Questions d'éthique à suivre
Pour les collaborateurs du gouvernement gagnant environ 150 000 dollars par an, ces versements de 45 000 dollars constituaient des cadeaux substantiels. L’organisme non partisan « Campaign Legal Center » a ensuite déposé des plaintes auprès du Bureau américain de l’éthique gouvernementale (OGE), remettant en cause la conformité de ces versements aux règles régissant les rémunérations extérieures. La Maison Blanche a affirmé que Trump avait pour « pratique de longue date » d’offrir personnellement des cadeaux de fin d’année à son entourage.
L’« imprimante humaine » de Trump
L’accès exceptionnel dont bénéficie Harp auprès de Trump fait parler d’elle depuis des années. Surnommée la « imprimante humaine », elle reste souvent aux côtés du président, équipée d’une imprimante portable, et lui fournit des copies papier d’articles de presse, de publications sur les réseaux sociaux et d’autres documents. Ses détracteurs se demandent si ce dispositif ne risque pas de créer un environnement informationnel excessivement filtré autour de Trump, en contrôlant les informations qui parviennent régulièrement sur son bureau.
Un message très personnel
Les témoignages rapportés dans l’ouvrage Regime Change, rédigé par des journalistes du New York Times, faisaient également état d’inquiétudes concernant la dévotion intense de Harp envers Trump. Elle aurait laissé des notes très personnelles au président, dont l’une disait : « Vous êtes tout ce qui compte pour moi. » Trump aurait déclaré à son équipe que Harp l’aimait autant que les membres de sa propre famille.
Attaques politiques et fausses informations générées par l'IA
La notoriété de Natalie Harp n’a cessé d’alimenter les critiques des adversaires politiques de Donald Trump. Le sénateur démocrate Jon Ossoff s’était auparavant moqué de Donald Trump, l’accusant de « voyager avec Natalie à bord de leur palais volant ». Parallèlement, des images truquées et générées par IA, montrant Donald Trump et Natalie Harp dans des situations intimes, ont circulé sur Internet, mêlant fausses informations à des reportages véridiques sur leur étroite collaboration professionnelle, ce qui a contraint la Maison Blanche à réagir à plusieurs reprises.

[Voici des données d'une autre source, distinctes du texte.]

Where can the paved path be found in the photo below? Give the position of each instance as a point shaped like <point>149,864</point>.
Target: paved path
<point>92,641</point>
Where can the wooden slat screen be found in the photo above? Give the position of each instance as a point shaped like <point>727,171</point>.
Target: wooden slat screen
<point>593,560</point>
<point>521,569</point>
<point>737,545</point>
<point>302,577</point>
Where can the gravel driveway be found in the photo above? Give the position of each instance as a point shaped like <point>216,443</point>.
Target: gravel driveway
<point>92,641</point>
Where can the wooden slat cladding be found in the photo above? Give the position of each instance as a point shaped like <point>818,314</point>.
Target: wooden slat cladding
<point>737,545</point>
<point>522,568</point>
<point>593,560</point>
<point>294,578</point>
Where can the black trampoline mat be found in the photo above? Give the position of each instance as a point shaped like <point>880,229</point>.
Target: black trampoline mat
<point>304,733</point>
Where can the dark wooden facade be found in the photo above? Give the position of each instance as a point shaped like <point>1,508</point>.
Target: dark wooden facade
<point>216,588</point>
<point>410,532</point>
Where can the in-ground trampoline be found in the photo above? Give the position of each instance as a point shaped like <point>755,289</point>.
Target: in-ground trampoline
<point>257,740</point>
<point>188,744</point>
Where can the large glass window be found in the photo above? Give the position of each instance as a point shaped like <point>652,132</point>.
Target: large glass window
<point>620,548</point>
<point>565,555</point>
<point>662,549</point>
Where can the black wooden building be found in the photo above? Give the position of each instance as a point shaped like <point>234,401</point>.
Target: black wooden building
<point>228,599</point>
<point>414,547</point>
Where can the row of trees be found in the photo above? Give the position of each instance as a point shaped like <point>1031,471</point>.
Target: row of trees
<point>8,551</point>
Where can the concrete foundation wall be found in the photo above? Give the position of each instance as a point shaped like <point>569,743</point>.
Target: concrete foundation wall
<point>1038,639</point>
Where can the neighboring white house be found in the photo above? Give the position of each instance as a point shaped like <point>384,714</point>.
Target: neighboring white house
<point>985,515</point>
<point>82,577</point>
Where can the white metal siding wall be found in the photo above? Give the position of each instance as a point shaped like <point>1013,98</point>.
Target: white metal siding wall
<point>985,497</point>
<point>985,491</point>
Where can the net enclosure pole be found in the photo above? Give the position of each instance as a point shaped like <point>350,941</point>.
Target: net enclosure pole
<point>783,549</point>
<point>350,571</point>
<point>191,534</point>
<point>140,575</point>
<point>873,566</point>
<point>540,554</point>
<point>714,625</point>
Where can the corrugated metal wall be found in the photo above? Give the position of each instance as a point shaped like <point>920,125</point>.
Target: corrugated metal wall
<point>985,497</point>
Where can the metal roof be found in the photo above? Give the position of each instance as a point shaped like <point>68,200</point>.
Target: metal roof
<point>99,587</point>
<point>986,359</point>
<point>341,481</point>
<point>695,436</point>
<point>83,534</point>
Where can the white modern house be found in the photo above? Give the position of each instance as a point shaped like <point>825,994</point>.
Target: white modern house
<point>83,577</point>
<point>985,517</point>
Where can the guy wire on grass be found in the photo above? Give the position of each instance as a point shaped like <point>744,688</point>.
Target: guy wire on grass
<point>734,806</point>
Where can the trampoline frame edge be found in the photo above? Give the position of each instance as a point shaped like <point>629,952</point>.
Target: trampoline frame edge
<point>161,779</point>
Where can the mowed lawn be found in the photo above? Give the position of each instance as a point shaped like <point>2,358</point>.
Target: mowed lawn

Un moment gênant prend de l'ampleur
Rien dans la remarque de Trump « Ma femme est là » ne laisse supposer quoi que ce soit d’inapproprié entre le président et Mme Harp, et il a immédiatement précisé que Melania était absente. Mais cette erreur a attiré davantage l’attention car elle s’est produite alors que Mme Harp l’accompagnait ostensiblement, dans un contexte où son accès aux lieux, ses messages personnels et le cadeau de 45 000 dollars offert par Trump faisaient déjà l’objet d’une surveillance étroite, transformant ainsi un bref lapsus en un événement largement commenté.